En 2012, c'est le groupe pétrolier saoudien Aramco qui avait subi une attaque et avait stoppé sa production pendant une semaine.

Et fin 2014, en Allemagne, une cyberattaque avait touché une aciérie, endommageant de façon irréversible un de ses hauts fourneaux.

Selon une étude de Kaspersky de 2016, 91% des systèmes de commande industriels (ICS) "présentent des failles pouvant être exploitées à distance".

Pire, selon cette société de cybersécurité, "3,3% des hôtes ICS situés dans ces entreprises contiennent des vulnérabilités critiques et exécutables à distance".

Le patron de l'Anssi, Guillaume Poupard, a détaillé lundi 15 mai les mesures à prendre pour les acteurs économiques : il faut "aujourd'hui face aux attaques qu'on a, mettre a jour les systèmes, puisque très clairement les attaquants utilisent des vulnérabilités qui sont connues, qui ont été corrigées par Microsoft depuis deux mois".

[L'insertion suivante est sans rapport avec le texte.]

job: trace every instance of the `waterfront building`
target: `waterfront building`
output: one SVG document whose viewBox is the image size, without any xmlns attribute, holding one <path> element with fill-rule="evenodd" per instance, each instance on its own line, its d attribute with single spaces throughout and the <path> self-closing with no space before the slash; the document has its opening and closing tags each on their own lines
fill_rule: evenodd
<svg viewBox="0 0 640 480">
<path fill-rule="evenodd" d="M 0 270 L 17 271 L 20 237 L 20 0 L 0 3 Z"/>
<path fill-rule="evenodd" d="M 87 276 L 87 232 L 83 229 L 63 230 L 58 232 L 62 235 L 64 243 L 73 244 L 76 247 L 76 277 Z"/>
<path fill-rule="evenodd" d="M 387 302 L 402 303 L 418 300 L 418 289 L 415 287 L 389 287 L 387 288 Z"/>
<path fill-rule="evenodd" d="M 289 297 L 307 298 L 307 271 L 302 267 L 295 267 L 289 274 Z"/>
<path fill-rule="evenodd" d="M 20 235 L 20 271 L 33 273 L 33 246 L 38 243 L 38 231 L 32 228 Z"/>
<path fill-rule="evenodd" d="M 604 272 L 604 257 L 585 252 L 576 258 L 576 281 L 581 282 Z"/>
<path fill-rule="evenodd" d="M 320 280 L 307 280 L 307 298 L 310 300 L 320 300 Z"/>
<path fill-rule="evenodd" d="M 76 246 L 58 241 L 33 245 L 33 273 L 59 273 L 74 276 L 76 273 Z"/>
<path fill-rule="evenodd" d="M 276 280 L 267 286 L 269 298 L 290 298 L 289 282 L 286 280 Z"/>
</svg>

Il faut aussi "faire des sauvegardes, quand on a ses données séparées quelque part bien au chaud, on peut les récupérer et réinstaller le système". "Et en profiter pour refaire de la sensibilisation au niveau de l'ensemble des agents de l'entreprise de manière à avoir les bons réflexes en cas d'attaque", a-t-il recommandé.